There are inherent risks involved in pregnancy and birth for the surrogate. Emeritus Professor Susan Bewley, a retired consultant obstetrician with direct, first-hand experience of many UK surrogates contends that there are documented medical and psychosocial risks to surrogacy. All pregnancies carry physical and mental health risks to pregnant women, ranging from trivial to very severe (sepsis, pre-eclampsia, haemorrhage and maternal death for the woman; abnormality, prematurity, stillbirth, brain damage, infant death for the baby). For untested first-time mothers, or primigravidae, these risks are entirely unknown, and the Law Commission rightly asked whether primigravidae should be allowed to be surrogates.   

Risks for the surrogate may be higher if she, or another woman, are involved as egg donor, which involves undergoing ovarian stimulation, egg extractions and a small risk of the serious complication of ovarian hyperstimulation syndrome. The surrogate may have many appointments, drug treatments, invasive procedures and timed embryo transfer. More importantly, she is at a significantly increased risk of developing pre-eclampsia. If it is a twin pregnancy, she is at increased risk of every complication barring postmaturity. Pre-eclampsia and multiple pregnancy, which remain high in the UK IVF sector, both increase the risk of prematurity, with possible lifelong health consequences for the child.  

On a perinatal mental health level, although many surrogates are keen to hand over the baby, there are a lot of dramatic hormonal events in the first days and weeks after birth, and some find that handover triggers or exacerbates perinatal mental ill-health conditions, like postnatal depression or postpartum psychosis.   

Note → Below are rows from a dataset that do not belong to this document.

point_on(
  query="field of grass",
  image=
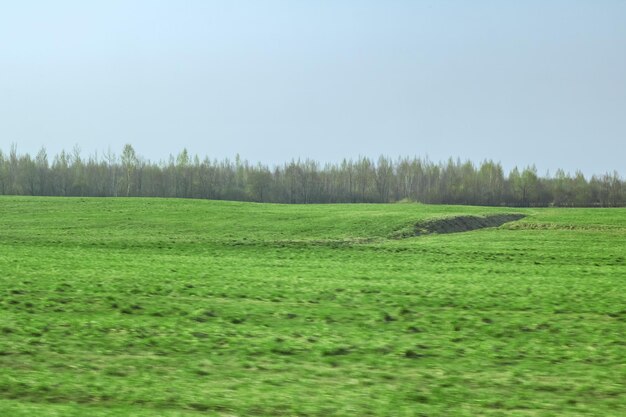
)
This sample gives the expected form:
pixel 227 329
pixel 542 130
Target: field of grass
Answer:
pixel 148 307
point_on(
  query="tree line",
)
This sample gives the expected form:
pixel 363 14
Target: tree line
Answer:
pixel 361 180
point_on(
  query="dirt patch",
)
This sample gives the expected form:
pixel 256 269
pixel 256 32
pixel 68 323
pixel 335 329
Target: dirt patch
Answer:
pixel 464 223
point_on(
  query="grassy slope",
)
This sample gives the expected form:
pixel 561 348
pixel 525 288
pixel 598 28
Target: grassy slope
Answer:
pixel 183 308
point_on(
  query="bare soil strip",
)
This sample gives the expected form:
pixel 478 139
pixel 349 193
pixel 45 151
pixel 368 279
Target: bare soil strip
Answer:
pixel 464 223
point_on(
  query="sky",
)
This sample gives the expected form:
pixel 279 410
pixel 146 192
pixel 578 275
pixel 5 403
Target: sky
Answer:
pixel 533 82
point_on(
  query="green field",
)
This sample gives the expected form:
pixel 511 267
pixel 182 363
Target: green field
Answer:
pixel 154 307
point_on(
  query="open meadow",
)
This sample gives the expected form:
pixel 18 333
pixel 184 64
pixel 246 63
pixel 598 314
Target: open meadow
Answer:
pixel 157 307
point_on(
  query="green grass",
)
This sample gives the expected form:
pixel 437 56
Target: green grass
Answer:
pixel 148 307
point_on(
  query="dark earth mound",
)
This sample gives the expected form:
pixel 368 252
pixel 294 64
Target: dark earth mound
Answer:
pixel 464 223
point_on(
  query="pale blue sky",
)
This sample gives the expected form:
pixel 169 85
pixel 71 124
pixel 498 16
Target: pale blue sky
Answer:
pixel 519 82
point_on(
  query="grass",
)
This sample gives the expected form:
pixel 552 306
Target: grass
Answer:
pixel 148 307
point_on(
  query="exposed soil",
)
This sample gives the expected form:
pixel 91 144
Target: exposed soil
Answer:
pixel 464 223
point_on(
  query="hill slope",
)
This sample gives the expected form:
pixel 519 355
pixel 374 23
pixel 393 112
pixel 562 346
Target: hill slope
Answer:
pixel 149 307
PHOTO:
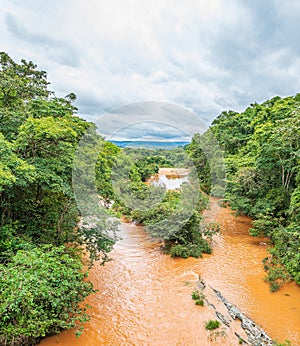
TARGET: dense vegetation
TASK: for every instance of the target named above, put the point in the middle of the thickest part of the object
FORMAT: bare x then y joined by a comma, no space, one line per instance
261,147
172,216
41,272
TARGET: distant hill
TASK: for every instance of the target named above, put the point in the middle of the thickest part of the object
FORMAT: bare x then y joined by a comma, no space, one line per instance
148,144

Finally, surrogates may experience coercion from intended parents during their antenatal care or birth. In their consultation response, the Woman’s Place UK said “it is not difficult to imagine a scenario where the mother may find it difficult to make choices which prioritise her own health and wellbeing if the intended parents are in the room with her, even if they do not actively put pressure on her to prioritise the welfare of the foetus. Or in a scenario where a scan reveals a foetal anomaly, the pregnant woman may feel unduly pressured to conform to the intended parents’ wishes regarding continuing or terminating the pregnancy if they are present in the room when the scan takes place.” As these scenarios suggest, the surrogate mother’s rights to dignity and bodily autonomy may be subtly undermined by the known wishes or momentary reactions of the intended parents.  

Given the current policy climate and controversy around surrogacy, it’s crucial that public discussion of this issue includes the fullest range of perspectives. As well as hearing moving stories from intended parents about how surrogacy enabled them to overcome biological or social infertility to realise their dreams of becoming parents, we also need to hear from a range of surrogate mothers. That includes those whose experiences have not been so rosy, and who instead encountered challenging power imbalances between themselves and the intended parents, or who felt that their human rights were subtly or overtly undermined during their pregnancy or birth, or who suffered unexpected physical or emotional repercussions. There are two sides to this story, and both must be told.